Note I'm proposing these ideas as seeds rather than fully-formed thinking, so they can be built on if useful and discarded if they aren't useful. Whereas a photon can carry momentum, I'm not at all sure that a continuous wave (Unruh wave) can. There is however evidence that we can send data along a coax faster than light (experimentally 5c to 8c) using an unterminated line, at the phase velocity rather than the group velocity, and this may explain the anomaly (to my mind, at least) where something like a bazooka balun can present a very high impedance to a signal before that signal has actually reached the point of high impedance. As such, it's conceivable that an EM wave such as the Unruh wave can indeed transfer information instantaneously, and is not limited to c.
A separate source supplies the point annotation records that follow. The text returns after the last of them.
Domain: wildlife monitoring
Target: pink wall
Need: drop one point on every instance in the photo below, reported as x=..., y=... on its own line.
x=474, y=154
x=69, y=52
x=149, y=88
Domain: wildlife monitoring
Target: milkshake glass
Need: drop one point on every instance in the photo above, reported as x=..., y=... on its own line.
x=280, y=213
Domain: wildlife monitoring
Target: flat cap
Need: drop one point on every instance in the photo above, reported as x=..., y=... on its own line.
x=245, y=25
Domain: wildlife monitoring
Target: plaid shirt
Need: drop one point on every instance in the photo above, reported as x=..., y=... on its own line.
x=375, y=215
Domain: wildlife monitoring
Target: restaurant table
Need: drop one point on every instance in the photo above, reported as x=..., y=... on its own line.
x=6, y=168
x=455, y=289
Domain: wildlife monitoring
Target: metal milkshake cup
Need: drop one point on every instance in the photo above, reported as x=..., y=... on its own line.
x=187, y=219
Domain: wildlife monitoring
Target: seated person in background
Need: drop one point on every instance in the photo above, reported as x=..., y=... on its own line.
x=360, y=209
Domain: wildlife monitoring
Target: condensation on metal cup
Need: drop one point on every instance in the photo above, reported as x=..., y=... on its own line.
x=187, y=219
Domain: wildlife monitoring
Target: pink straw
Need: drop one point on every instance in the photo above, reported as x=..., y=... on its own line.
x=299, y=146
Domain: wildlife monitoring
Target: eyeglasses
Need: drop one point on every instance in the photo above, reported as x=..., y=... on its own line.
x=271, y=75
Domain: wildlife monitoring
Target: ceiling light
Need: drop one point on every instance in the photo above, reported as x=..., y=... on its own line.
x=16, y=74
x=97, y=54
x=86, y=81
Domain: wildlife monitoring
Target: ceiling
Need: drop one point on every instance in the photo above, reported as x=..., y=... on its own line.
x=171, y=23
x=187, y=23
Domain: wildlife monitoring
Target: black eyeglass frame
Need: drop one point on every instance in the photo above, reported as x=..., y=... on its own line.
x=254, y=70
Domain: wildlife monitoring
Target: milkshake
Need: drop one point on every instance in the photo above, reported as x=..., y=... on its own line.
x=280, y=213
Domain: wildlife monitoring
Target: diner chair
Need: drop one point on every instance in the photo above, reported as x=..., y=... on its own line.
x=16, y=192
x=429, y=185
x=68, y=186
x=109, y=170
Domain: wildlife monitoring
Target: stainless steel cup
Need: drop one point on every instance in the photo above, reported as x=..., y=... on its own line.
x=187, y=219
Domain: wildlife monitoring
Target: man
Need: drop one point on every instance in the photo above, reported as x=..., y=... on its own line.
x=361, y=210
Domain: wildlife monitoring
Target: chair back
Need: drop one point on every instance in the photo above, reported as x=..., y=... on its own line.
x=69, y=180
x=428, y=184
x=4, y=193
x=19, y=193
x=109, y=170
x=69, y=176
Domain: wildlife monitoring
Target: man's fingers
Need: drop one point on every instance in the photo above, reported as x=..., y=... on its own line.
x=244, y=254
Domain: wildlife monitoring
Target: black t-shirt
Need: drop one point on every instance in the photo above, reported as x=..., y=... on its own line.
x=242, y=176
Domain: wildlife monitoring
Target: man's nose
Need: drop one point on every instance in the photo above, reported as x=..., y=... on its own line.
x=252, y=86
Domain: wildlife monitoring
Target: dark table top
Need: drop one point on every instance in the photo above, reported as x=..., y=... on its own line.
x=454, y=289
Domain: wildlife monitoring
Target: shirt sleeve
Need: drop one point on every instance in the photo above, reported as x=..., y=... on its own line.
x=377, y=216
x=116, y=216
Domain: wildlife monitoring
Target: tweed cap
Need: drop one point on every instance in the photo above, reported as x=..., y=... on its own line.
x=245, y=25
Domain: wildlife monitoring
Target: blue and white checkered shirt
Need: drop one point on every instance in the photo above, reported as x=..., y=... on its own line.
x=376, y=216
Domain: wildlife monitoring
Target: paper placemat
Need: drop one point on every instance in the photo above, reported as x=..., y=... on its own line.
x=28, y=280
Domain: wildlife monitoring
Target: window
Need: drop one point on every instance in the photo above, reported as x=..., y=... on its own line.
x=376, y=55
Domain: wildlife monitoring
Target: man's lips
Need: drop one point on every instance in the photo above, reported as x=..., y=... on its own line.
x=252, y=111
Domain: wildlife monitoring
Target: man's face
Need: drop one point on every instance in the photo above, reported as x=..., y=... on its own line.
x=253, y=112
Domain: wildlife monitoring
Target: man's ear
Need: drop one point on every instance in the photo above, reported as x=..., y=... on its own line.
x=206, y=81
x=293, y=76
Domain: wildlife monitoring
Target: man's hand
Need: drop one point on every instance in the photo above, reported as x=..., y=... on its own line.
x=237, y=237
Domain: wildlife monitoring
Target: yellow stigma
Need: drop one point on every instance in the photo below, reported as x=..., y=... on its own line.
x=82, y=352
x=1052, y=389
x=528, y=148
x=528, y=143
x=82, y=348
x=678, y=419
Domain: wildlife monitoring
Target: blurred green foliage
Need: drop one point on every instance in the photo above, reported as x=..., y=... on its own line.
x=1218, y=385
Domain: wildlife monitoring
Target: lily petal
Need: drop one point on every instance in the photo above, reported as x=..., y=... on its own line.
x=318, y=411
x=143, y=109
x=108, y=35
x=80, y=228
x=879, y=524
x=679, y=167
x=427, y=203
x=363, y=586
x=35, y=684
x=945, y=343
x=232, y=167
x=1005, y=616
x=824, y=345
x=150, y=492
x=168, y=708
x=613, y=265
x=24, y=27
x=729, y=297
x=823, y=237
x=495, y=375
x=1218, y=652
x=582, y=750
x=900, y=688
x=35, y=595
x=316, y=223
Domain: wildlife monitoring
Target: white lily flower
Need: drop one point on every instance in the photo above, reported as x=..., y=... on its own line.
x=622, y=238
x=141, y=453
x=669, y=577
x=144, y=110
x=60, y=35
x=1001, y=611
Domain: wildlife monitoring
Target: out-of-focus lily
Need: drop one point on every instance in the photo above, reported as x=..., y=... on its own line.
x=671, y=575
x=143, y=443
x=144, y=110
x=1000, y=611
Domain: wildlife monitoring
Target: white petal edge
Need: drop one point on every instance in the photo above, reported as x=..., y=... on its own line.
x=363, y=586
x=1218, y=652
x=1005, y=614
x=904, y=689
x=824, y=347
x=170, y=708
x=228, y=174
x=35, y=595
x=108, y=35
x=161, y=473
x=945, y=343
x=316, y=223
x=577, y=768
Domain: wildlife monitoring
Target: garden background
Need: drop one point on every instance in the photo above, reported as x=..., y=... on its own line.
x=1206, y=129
As such, I'm chucking ideas at the wall and seeing which ones stick, in the hope that a different approach may trigger a better idea from someone else.

Bob said...

Lately, Woodward discovered his technique was dampening out the results and he now gets much bigger results. So big Woodward himself is skeptical. Time will tell if the results are all artifacts and Woodward himself is aware there still might be vibrational artifacts in the data but that if so, it would only be a component in his view. I do discount the vibrational claims by recent critics as the whole story. That narrative requires too many highly skilled experimenters to be wrong on numerous different experiments which is doubtful. And they don't explain the forth power scaling of the data with voltage.